Unlike many high school students today, I always knew I was going to go to college. My mom says that when I was younger, I joked that I would have to choose between Yale or Princeton. Maybe it was growing up with parents who believe education is the key to success or maybe it was my middle school and high school teachers who talked about college as if it were the best path.
Either way, by the time I was in seventh grade, I knew that I had to take the right courses (meaning honors and AP courses), get good grades, and get involved in extracurricular activities in order to get into a “good” college and land a “good” job. And I wasn’t the only one who felt this way. Most of my peers (and their parents) were also set on college, not because they wanted to go, but because it was the only path that they knew. By the time I was a high school senior, everyone I knew was taking their SATs for the last time, finishing up college applications, and evaluating financial aid packages.
So fast forward five years later. Imagine my surprise when my younger brother shared that he didn’t want to go to college.
To Go or Not To Go?
Our argument went a little like this:
“I’m not going to college. I don’t need to go,” he said simply.
“No one’s going to hire you without a college degree,” I argued. “And college graduates make more money, you know.”
“That’s debatable. There are lots of good jobs out there that you don’t need a degree for,” he fought back.
“But college will help you become more well-rounded,” I argued relentlessly. “You’ll learn so much about yourself.”
“I’m smart. I’ll be fine. And college is so expensive. I can learn skills now and I can always go to college later.”
And in some ways, he was right. While I had never considered any other option other than going straight to college after my high school graduation, my younger brother, as well as his friends, found themselves wondering, “Is college worth the cost?”
The more research I do on the topic, the more I am convinced that it’s a question without a clear answer. There are many factors that go into making the decision to attend college:
- The high costs of college: Can I afford it? Will I be able to pay off my debt?
- Job security: Even with a college degree, will I be able to secure a job?
- Salary: Will I really earn a higher salary with a college degree than a high school diploma?
- Skills: Will I learn valuable skills in college? Can I just go to trade school?
These are questions I didn’t ask as a high school student. And while they are difficult and frustrating questions, they’re important ones, considering the amount of money and time that goes into a college education.

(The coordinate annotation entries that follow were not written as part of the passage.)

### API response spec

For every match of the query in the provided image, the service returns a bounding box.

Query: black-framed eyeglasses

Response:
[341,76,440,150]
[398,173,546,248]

If you’re a high school student struggling to make a decision of whether you should attend college, you’re not alone. Here is a list of resources to help you make the decision that is right for you:
- Is College for Everyone? The Pros and Cons (The Art of Manliness)
- Should Everyone Go to College? (Forbes)
- Don’t Know If You Should Go to College? 5 Things You Need to Do Before Making a Decision (Life and Learning, Cairn University)
The Argument Against Higher Education
- Do You Really Have to Go to College? (The Choice blog, The New York Times)
- Why I’m Telling Some of My Students Not to Go to College (PBS)
The Benefits of Higher Education
- College: What It’s All About and Why it Matters (Collegeboard)
- Here’s Why A College Degree Is Still Worth Its Price Tag (Business Insider)
- 7 Reasons You Should Go to College (Life and Learning, Cairn University)
Alternatives to College
- 5 Proud Alternatives To Going To College (Forbes)
- Is College for Everyone? 11 Alternatives to the Traditional 4-Year College (Art of Manliness)
Making the decision to go to college is a tough one. I hope these resources are helpful to you as you make the decision to attend college, take a gap year, or find an entry-level job. And for those of you wondering, my little brother ended up going to college.